La rinaturalizzazione può essere un’alternativa al consumo di suolo zero

La rinaturalizzazione può essere un’alternativa al consumo di suolo zero

Quando si progetta di realizzare un data center o un polo logistico recuperare un immobile già esistente è sempre preferibile, ma nel caso in cui questo fosse impossibile? Come coniugare le necessità del mercato e l’esigenza di fermare il consumo di suolo?

Una soluzione potrebbe arrivare da una piccola modifica alla proposta di legge delega per il nuovo Testo Unico delle Costruzioni, presentata il 26 marzo dalla deputata Erica Mazzetti. «Il nuovo Testo Unico rappresenta una sfida cruciale per il settore immobiliare – spiega Guido Inzaghi, fondatore e managing partner dello Studio Inzaghi – in particolare per asset class come Data Center e logistica, per i casi in cui non è possibile insediarli su aree dismesse.
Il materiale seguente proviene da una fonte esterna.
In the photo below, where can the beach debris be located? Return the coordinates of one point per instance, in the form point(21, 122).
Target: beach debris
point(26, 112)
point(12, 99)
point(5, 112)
La vera novità, però, è la prospettiva europea della rinaturalizzazione, introdotta dalla Nature Restoration Law, il regolamento Ue approvato a giugno 2024, che va oltre la rigenerazione urbana».

Rinaturalizzazione significa restituire al loro stato naturale aree ormai inutilizzate o abbandonate. «È uno strumento fondamentale per quelle destinazioni d’uso, come data center e logistica, che a volte per esigenze infrastrutturali richiedono l’utilizzo di suolo vergine, per esempio in prossimità di nodi energetici o autostradali», chiarisce Inzaghi. «Il saldo zero nel consumo di suolo, obiettivo dichiarato del Testo Unico, rischia di essere messo in crisi da queste necessità.

La risposta potrebbe essere quindi in una modifica al testo, facendo sì che preveda – come alternativa alla costruzione su brownfield – l’individuazione di aree dismesse da rinaturalizzare, anche non nello stesso comune, restituendole al verde».